Fortunoff/In geveb Fellowship
In March 2023, In geveb and Yale’s Fortunoff Video Archive for Holocaust Testimonies announced a call for proposals with the goal of unlocking and activating the Yiddish-language materials in the archive’s nearly 12,000 hours of audiovisual survivor testimony. We seek to fund meaningful scholarship and creative productions based on these unique Yiddish oral histories. Projects range from more “traditional” scholarship based in the testimonies to artistic interpretation and representation in both music and plastic arts.
Current Fellows
Joanna Zofia SpyraFortunoff/In geveb Fellow
Joanna Zofia Spyra, is a PhD candidate in history at the University of Bergen, Norway. Her doctoral project explores the relationship between sexuality, health, and philanthropy in 1930s Argentina. Her research is situated at the intersection of migration history, minority studies, and gender theory. Before coming to Bergen, Joanna completed prior degrees at Jagiellonian University, Cracow University of Economics, and most recently a Master’s degree in Near Eastern and Judaic Studies from Brandeis University. Her project will result in a critical review essay of three testimonies of Holocaust survivors who found their way to Latin America.

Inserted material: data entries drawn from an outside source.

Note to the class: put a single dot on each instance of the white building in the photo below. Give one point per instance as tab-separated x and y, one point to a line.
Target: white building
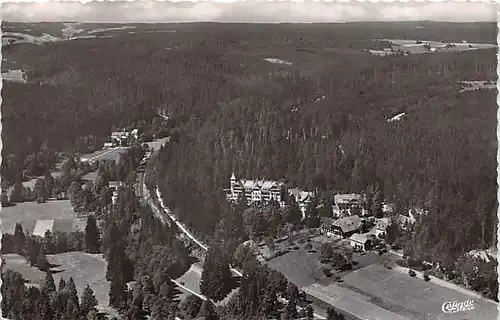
254	190
303	198
349	204
361	242
265	191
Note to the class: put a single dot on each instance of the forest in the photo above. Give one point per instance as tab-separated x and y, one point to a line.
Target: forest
319	123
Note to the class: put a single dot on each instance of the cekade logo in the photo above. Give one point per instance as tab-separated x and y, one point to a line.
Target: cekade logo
455	306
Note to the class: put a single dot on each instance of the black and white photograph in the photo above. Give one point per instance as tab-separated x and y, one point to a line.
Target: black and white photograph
249	160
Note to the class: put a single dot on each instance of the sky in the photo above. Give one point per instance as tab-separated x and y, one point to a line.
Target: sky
246	11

Benjy Fox-RosenFortunoff/In geveb Fellow
Benjy Fox-Rosen, originally hails from Los Angeles but currently lives in Vienna, Austria, where he works as a musician and lecturer. He recently completed his master’s thesis at Institute for Musicology of the University of Vienna writing about the musical practice of Vienna’s Stadttempel synagogue. This project uses ethnographic research methods to address questions of musical change, meaning and continuity. Fox-Rosen has also published scholarly reflections on his own artistic practice, focusing on questions of translation in the performance of Yiddish song, particularly in the German speaking world. His familiarity with the Stadttempel choir is, however, not exclusively scholarly, since Fox-Rosen is also the conductor, accompanying Cantor Shmuel Barzilai weekly. As a singer and bassist, Fox-Rosen has performed widely at festivals and venues throughout the Americas and Europe. Fox-Rosen is currently a lecturer in the Institute for Musicology, at the University of Vienna.
Fox-Rosen’s project is designed as an “artistic intervention” in the Yiddish-language materials captured in testimonies at the Fortunoff Video Archive.

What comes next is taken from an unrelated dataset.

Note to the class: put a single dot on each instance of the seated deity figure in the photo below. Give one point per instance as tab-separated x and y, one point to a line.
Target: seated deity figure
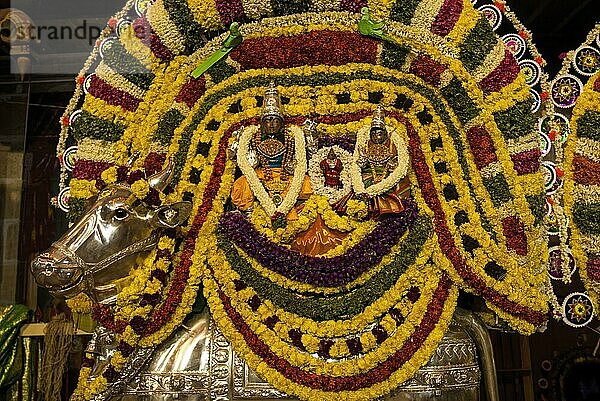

Max FriedmanFortunoff/In geveb Fellow
Max Friedman, is a composer, trumpet player, Yiddishist, translator, and educator based in Memphis, Tennessee. Friedman holds degrees from Brown University (AB ’20) and Brandeis University (MFA ’22), was a 2021 Steiner Program Fellow at the Yiddish Book Center, and in 2022 attended the YIVO-Bard Uriel Weinreich Yiddish Summer Program. His music and scholarship explore the multitudes of ways Yiddish speakers have and continue to express their identities through music. His composition “Butter-Lider,” for Yiddish poetry recordings and sextet, was commissioned and premiered (2022) by Cleveland’s No Exit New Music Ensemble. He has also presented at conferences hosted at Indiana University, Brandeis University, and the University of Toronto.
Friedman’s project, also musical in nature, aims to produce a new-classical musical composition based on Yiddish songs shared by survivors in the Fortunoff Video Archive’s testimonies.

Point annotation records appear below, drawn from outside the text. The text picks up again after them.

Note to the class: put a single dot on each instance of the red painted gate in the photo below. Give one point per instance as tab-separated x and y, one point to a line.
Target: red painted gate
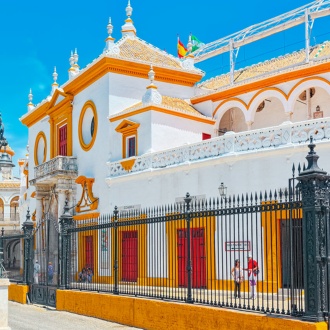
129	256
89	252
198	257
63	141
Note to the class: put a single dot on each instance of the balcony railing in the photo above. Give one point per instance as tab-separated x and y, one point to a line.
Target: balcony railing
267	138
60	165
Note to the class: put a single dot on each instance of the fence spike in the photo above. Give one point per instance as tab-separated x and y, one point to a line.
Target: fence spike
293	170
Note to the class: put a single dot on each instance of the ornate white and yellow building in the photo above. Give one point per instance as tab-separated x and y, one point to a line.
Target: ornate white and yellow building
138	127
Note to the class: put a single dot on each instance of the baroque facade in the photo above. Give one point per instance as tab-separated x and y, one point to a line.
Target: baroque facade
138	127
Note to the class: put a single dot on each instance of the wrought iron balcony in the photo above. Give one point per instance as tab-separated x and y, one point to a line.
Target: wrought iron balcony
60	166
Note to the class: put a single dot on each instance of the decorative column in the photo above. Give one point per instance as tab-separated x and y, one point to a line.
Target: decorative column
315	204
115	216
66	222
189	298
28	250
4	283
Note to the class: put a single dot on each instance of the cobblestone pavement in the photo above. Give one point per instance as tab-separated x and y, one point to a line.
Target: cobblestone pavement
32	317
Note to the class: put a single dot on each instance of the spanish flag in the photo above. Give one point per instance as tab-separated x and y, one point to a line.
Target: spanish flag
182	51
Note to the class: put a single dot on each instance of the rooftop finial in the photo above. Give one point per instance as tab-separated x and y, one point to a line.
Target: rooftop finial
189	45
151	74
151	95
30	104
109	42
54	84
74	67
71	59
109	27
128	28
129	9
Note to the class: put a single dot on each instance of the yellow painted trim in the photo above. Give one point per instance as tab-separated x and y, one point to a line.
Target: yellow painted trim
264	90
85	216
128	68
163	110
226	101
91	105
127	164
262	83
18	292
164	315
307	79
128	128
9	151
208	223
58	119
40	135
35	115
87	189
271	224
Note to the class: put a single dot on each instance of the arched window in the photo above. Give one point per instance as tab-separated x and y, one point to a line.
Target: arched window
2	210
14	210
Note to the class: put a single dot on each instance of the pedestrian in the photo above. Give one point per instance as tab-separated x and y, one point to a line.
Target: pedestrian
50	272
237	275
253	271
89	275
36	272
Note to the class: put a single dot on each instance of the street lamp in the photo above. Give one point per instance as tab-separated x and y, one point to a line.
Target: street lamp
6	166
6	163
222	190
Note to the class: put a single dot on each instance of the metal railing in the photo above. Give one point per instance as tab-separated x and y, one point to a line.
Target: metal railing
59	164
187	252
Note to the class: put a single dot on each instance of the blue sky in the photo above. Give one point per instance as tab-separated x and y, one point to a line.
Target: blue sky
38	35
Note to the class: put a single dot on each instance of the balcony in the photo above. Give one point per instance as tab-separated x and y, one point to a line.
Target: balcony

Matthew JohnsonFortunoff/In geveb Fellow
Matthew Johnson, is currently the Senior Lecturer in Germanic Languages & Literatures and Director of Yiddish & Ashkenazic Studies at the Ohio State University, but is heading to Lund, Sweden where he will soon take up a new position. Johnson’s teaching and research interests include Yiddish- and German-language cultural history, literature, and other media, translation theory and practice, and the history and representation of the Holocaust. His writing has or will soon appear in The Leo Baeck Institute Yearbook, The Germanic Review: Literature, Culture, Theory, German Studies Review, In geveb, and AJS Perspectives, among other venues, and he serves as a peer review editor at In geveb. He is currently working on a book tentatively titled Faltering Language: On German-Yiddish Literature.
Johnson intends to produce a critical edition of Julia Pirotte’s (HVT-774) Yiddish-language testimony.
Etai Rogers-FettFortunoff/In geveb Fellow
Etai Rogers-Fett. Rogers-Fett is a printmaker, Judaica artist, and arts educator living on Piscataway land in central Maryland. In his woodcuts and etchings, Etai draws inspiration from Jewish craft traditions of papercutting, manuscript illumination, and calligraphy to create compositions that blend decorative and narrative imagery and explore the expressive potential of Hebrew and Yiddish typography. Etai plays with the genres of Jewish book arts in order to think about how we tell and transmit stories, often weaving together archival research, folktales, oral histories, and speculative imagining.
Rogers-Fett’s artist book will employ printmaking methods such as etching, aquatint, and letterpress, and draw direct quotes from Paja’s testimony as well as pair this with imagery from cultural event posters that were produced in the Vilna ghetto at the time.